John Kerry, having become an opponent of the war in which he served, made a speech to the Senate Foreign Relations Committee in 1971, describing some of what he had witnessed in Vietnam. Americans had "raped, cut off ears, cut off heads, taped wires from portable telephone to human genitals and turned up the power, cut off limbs, blown up bodies, randomly shot at civilians, razed villages in fashion reminiscent of Genghis Khan, shot cattle and dogs for fun, poisoned food stocks, and generally ravaged the countryside of South Vietnam in addition to the normal ravage of war, and the normal and very particular ravaging which is done by the applied bombing power of this country." I can only admire such truthfulness, but Kerry's first instinct, years before, had been to contribute to the mayhem. Only when it was politically opportune did he oppose it. I get the same morally confused signals today with a speech delivered from an aircraft carrier while Iraqis suffer miserably from what such killing machines already have inflicted.

The Democrats held their first debate, hoping desperately to find an attractive candidate. Senator Joe Lieberman was there, but you have to wonder why anyone would vote to replace Bush with Lieberman? The pair remind me of one of those 1950's cheap horror films about a monster with two heads lurching over the countryside.

Lieberman's many pious-fraud battles over personal expression suggest that the Two Heads may actually have shared a single brain at birth. Just like his Twin Head, Lieberman avoided military service out of personal interests without hint of conscience or principle, and, just like his Twin Head, Lieberman always stands ready to see people blown up in foreign lands, just so it's "our boyz" doing the blowing up. Capital punishment warms his heart, too, and he has organizational connections with Dick Cheney's wife, America's intellectual gorgon.

Even the Rev Al Sharpton, also a candidate, doesn't bring quite the same rank smell to the nostrils.

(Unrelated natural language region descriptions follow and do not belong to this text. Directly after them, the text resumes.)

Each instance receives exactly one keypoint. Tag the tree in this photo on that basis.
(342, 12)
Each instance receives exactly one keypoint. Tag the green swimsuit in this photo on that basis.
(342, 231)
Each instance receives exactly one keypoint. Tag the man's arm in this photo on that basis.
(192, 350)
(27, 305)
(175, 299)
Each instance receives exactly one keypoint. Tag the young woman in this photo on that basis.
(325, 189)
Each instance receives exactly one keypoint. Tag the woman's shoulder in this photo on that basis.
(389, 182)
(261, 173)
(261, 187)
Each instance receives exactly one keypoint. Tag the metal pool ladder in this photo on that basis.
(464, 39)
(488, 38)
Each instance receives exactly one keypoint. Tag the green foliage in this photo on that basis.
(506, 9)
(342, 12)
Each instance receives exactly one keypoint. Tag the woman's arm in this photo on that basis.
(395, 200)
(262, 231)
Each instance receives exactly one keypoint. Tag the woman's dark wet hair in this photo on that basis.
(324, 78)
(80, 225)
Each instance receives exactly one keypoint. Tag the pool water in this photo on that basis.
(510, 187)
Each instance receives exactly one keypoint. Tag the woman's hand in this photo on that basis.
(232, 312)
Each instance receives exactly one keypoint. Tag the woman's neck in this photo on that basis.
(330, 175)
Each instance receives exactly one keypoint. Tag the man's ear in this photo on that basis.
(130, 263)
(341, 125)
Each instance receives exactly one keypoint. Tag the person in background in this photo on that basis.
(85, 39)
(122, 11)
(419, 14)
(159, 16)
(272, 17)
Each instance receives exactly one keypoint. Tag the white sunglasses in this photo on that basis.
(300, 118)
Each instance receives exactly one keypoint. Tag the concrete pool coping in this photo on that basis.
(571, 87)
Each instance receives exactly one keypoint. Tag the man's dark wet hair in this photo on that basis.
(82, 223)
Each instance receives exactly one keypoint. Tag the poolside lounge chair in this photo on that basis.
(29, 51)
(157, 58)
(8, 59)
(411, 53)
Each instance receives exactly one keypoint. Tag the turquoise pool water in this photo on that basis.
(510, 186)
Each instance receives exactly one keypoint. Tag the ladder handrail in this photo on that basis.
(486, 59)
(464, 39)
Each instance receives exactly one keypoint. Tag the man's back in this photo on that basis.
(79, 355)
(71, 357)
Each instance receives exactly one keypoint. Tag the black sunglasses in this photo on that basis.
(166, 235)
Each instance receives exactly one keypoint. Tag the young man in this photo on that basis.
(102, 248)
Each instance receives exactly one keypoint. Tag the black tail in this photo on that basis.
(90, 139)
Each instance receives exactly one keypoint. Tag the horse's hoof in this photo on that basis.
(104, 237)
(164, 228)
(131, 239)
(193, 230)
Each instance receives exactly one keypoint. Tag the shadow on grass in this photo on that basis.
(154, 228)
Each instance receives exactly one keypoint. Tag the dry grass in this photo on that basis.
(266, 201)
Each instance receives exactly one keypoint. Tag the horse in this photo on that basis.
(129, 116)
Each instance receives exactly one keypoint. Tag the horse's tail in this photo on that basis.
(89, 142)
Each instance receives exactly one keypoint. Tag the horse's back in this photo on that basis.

Former general Powell, who once could have been President and have had his own fancy soldier doll, instead ends his career as a tiresome door-to-door salesman in shiny-bottomed pin-striped pants, pitching plans nobody wants to the United Nations. That "irrelevant" institution, as it was hotly described by Powell's sales manager only a short while ago, now is being offered something called "a role" in Iraq. A role, in the weird idiom of Bush's Washington, consists of sending vast quantities of money and troops to a reeling, miserable country Americans are already sick of hearing about without having anything to say about their use or the country's fate. Say-so would stay in the Oval Office, the source of the vicious tantrums that created all the destruction. As of this writing, stubborn blockheads in Germany and France had rejected the attractive limited-time offer.